Speech compression in dysarthria (Utianski et al., 2019)
datasetposted on 23.02.2019, 00:12 by Rene L. Utianski, Steven Sandoval, Visar Berisha, Kaitlin L. Lansford, Julie M. Liss
Purpose: Telemedicine, used to offset disparities in access to speech-language therapy, relies on technology that utilizes compression algorithms to transmit signals efficiently. These algorithms have been thoroughly evaluated on healthy speech; however, the effects of compression algorithms on the intelligibility of disordered speech have not been adequately explored.
Method: This case study assessed acoustic and perceptual effects of resampling and speech compression (i.e., transcoding) on the speech of 2 individuals with dysarthria.
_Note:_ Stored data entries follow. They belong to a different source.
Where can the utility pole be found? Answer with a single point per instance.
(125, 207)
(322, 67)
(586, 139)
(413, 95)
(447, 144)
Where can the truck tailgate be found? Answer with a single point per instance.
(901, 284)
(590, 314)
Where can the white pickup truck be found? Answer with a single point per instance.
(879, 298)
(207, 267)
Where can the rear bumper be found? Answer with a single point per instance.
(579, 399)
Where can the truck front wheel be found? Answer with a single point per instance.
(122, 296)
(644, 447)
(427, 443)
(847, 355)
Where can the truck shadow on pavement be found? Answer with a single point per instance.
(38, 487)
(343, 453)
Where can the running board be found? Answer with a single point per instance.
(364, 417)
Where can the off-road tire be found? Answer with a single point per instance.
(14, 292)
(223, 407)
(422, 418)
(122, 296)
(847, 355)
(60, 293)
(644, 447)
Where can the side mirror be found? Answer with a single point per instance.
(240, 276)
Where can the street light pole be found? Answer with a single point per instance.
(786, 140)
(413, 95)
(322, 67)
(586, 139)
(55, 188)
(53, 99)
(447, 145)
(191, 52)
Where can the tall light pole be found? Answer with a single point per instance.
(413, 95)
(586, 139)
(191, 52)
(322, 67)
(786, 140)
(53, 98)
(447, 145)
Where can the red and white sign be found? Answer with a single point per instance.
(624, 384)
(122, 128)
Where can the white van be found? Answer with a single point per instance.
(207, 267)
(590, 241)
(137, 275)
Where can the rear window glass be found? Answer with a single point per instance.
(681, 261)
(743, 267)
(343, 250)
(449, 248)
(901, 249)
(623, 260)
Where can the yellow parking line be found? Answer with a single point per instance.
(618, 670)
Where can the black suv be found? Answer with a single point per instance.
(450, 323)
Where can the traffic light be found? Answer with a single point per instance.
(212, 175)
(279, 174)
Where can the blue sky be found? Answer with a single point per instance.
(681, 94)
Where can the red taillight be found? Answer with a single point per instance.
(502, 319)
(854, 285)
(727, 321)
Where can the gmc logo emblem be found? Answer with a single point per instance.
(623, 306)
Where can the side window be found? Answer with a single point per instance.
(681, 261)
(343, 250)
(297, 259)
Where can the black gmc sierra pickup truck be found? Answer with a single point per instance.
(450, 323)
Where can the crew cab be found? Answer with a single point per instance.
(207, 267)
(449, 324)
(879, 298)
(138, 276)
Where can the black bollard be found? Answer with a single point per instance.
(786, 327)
Forced-choice vowel identification and transcription tasks were utilized, completed by 20 naive undergraduate listeners.
Results: Results showed relative improvements and decrements in intelligibility, on various measures, based on the speakers’ acoustic profiles. The transcoding of the speech compression algorithm resulted in an enlarged vowel space area and associated improvements in vowel identification for 1 speaker and a smaller vowel space area and decreased vowel identification for the other speaker. Interestingly, there was an overall decrease in intelligibility in the transcription task in this condition for both speakers.
Conclusions: There is a complex interplay between dysarthria and compression algorithms that warrants further exploration. The findings suggest that it is critical to be mindful of apparent changes in intelligibility secondary to compression algorithms necessary for practicing telemedicine.
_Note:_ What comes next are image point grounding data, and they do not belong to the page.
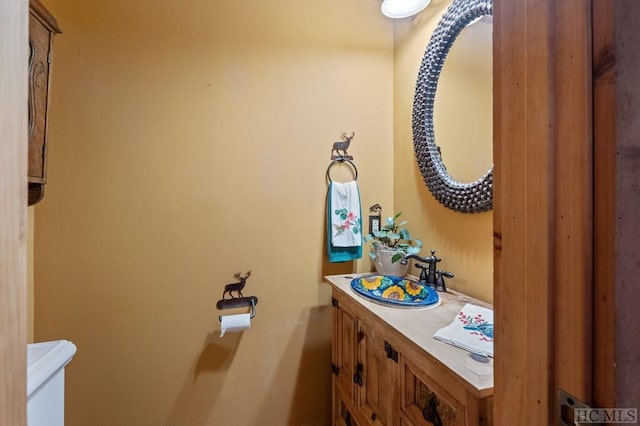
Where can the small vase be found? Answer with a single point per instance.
(384, 266)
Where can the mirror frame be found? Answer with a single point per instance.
(474, 197)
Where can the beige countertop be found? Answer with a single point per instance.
(420, 324)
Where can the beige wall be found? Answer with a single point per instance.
(463, 241)
(190, 141)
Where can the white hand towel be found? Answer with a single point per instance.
(472, 330)
(345, 215)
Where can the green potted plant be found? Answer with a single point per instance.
(390, 244)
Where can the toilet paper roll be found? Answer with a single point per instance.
(234, 323)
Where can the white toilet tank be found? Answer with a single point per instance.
(45, 381)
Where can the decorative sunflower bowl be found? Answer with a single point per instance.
(398, 291)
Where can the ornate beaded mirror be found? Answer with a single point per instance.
(473, 197)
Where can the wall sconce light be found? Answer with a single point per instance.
(398, 9)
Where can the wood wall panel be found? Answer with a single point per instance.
(13, 216)
(522, 158)
(543, 206)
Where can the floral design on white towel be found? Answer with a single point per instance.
(480, 326)
(351, 222)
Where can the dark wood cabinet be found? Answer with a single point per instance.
(381, 377)
(42, 28)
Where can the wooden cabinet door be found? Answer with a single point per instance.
(378, 393)
(426, 403)
(39, 44)
(343, 413)
(344, 353)
(42, 27)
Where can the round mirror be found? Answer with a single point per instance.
(461, 112)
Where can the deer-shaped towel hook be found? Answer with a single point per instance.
(239, 300)
(342, 145)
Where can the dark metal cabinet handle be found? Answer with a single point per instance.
(430, 411)
(357, 377)
(347, 419)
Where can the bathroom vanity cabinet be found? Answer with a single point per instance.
(42, 28)
(388, 370)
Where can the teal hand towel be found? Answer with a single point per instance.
(344, 215)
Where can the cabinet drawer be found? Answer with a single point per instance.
(427, 403)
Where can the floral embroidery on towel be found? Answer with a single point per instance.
(480, 326)
(351, 222)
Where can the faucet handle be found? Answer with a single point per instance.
(440, 285)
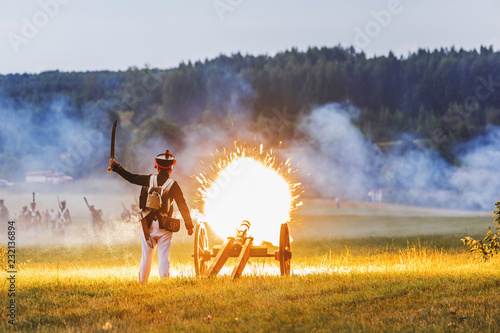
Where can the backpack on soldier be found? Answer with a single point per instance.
(158, 208)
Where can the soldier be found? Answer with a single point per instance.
(24, 219)
(35, 217)
(126, 214)
(4, 217)
(97, 221)
(153, 236)
(64, 219)
(46, 220)
(53, 220)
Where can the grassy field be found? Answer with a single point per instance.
(363, 268)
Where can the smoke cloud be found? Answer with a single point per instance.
(342, 162)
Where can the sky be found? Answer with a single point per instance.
(78, 35)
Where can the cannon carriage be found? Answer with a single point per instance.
(208, 262)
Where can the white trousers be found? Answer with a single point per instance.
(161, 240)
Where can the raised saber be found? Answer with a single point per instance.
(112, 155)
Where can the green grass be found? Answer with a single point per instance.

Supplemental Material S1. Confusion matrices for each vowel for each condition for Speaker One, where numbers are raw values and indicate the number of tokens identified out of the corpus of 80 classifications per vowel; target vowels are indicated with phonetic (International Phonetic Alphabet [IPA]) notation; corresponding perceived vowels are indicated with orthographic notation.
Supplemental Material S2. Confusion matrices for each vowel for each condition for Speaker Two, where numbers are raw values and indicate the number of tokens identified out of the corpus of 80 classifications per vowel; target vowels are indicated with phonetic (International Phonetic Alphabet [IPA]) notation; corresponding perceived vowels are indicated with orthographic notation.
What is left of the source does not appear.